Government Bond ETFs
Long-term Treasury bond ETFs have been on the rise of late and are expected to maintain it, at least in the near term. Below, we have profiled some ETFs which are poised to gain from trade tensions (see: all Government Bond ETFs here).
Vanguard Long-Term Treasury ETF (VGLT - Free Report)
VGLT tracks the Bloomberg Barclays U.S. Long Treasury Bond Index. The fund seeks a high and sustainable level of current income through investment in government bonds. The fund has AUM of $964.7 million and charges 7 bps in fees. It has 50 holdings in its basket (read: Intensifying Trade Woes Trigger Rally in Treasury ETFs).
iShares 20+ Year Treasury Bond ETF (TLT - Free Report)

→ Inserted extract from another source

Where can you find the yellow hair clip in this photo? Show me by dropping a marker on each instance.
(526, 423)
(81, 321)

TLT tracks the ICE U.S. Treasury 20+ Year Bond Index. The index measures the performance of investment grade debt securities which are issued by the U.S. government with a residual maturity of more than 20 years. The fund has AUM of $13.56 billion and charges 15 bps in fees. It has 35 holdings in its basket (read: How China Could Retaliate Huawei Ban & Its Impact on ETFs).
Vanguard Extended Duration Treasury ETF (EDV - Free Report)
EDV track the performance of the Bloomberg Barclays U.S. Treasury STRIPS 20–30 Year Equal Par Bond Index. The fund provides diversified exposure to the long-term Treasury STRIPS market. It has AUM of $1.04 billion and charges 7 bps in fees. It has 81 holdings in its basket (read: Why Should You Buy Treasury ETFs Now?).